Any name suggestions?


----------



## LittleMan (Jan 16, 2016)

How handsome!!!!

Name: Anaru (means courageous & valiant)


----------



## Polkadot (Feb 10, 2013)

He's beautiful! How about Onyx ?


----------



## SimplyXt (Mar 27, 2016)

Oh I love both those names!


----------



## thatdude902 (Mar 5, 2016)

SimplyXt said:


> This is the smart guy that ended up with my brother. This fish is so chilled. He kind of glides through his water - not swimming fast with his fins like the others. It's so stealth like - incredible to watch! Managed to get some photos of him last night.

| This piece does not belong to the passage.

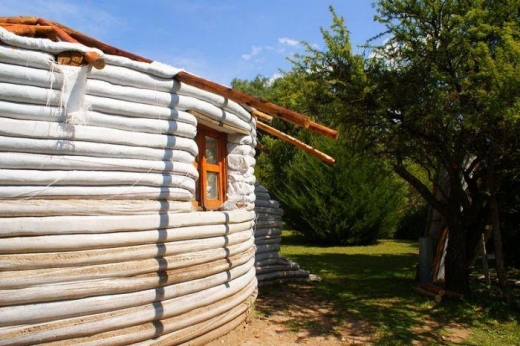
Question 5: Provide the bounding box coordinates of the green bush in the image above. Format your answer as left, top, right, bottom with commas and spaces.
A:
273, 135, 407, 245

That's the beauty of Plakats, they slice though water so easily. Makes you kinda feel sorry for the long fin Bettas that have to drag those fins around. My giant PK moves around his tank so easily & effortlessly, I'm starting to really see the appeal of the PK.


----------



## DangerousAngel (Mar 26, 2015)

SQUEE! He's so cute!! I like the name Onyx myself. :-D


----------



## turtlebud20106 (Sep 7, 2015)

night, brazen ( means brave and without shame), thunder, ink, glider, storm, phantom, lunar,  Neptune, Atlantis, Zeus

I have many other names ha...


----------



## moodynarwhal (Mar 24, 2016)

How about Ninja?


----------



## Olivia27 (Nov 26, 2015)

thatdude902 said:


> That's the beauty of Plakats, they slice though water so easily. Makes you kinda feel sorry for the long fin Bettas that have to drag those fins around. My giant PK moves around his tank so easily & effortlessly, I'm starting to really see the appeal of the PK.


But! Nothing is more beautiful than a long fin Betta dancing their Betta dance, twirling their big tail around like festive ribbons <3

Sorry, just gotta fight for my side LOL 

@SimplyXt: my black copper devil is called Silhouette  Siloo for short. She's a she, but I do think obvious-meaning names like that are gender neutral


----------



## Hopefish (Feb 9, 2016)

Vader


----------



## KaelaByte (Nov 23, 2015)

what about Shadow, Noir, or Morpheus (egyptian god of dreams


----------



## SimplyXt (Mar 27, 2016)

Lunar and Morpheus were serious considerations! (we have a cat called Petit Noir).

Final name that he decided on was Omen


----------



## KaelaByte (Nov 23, 2015)

Nice! Hes a gorgeous boy and I'm sure he found a great home


----------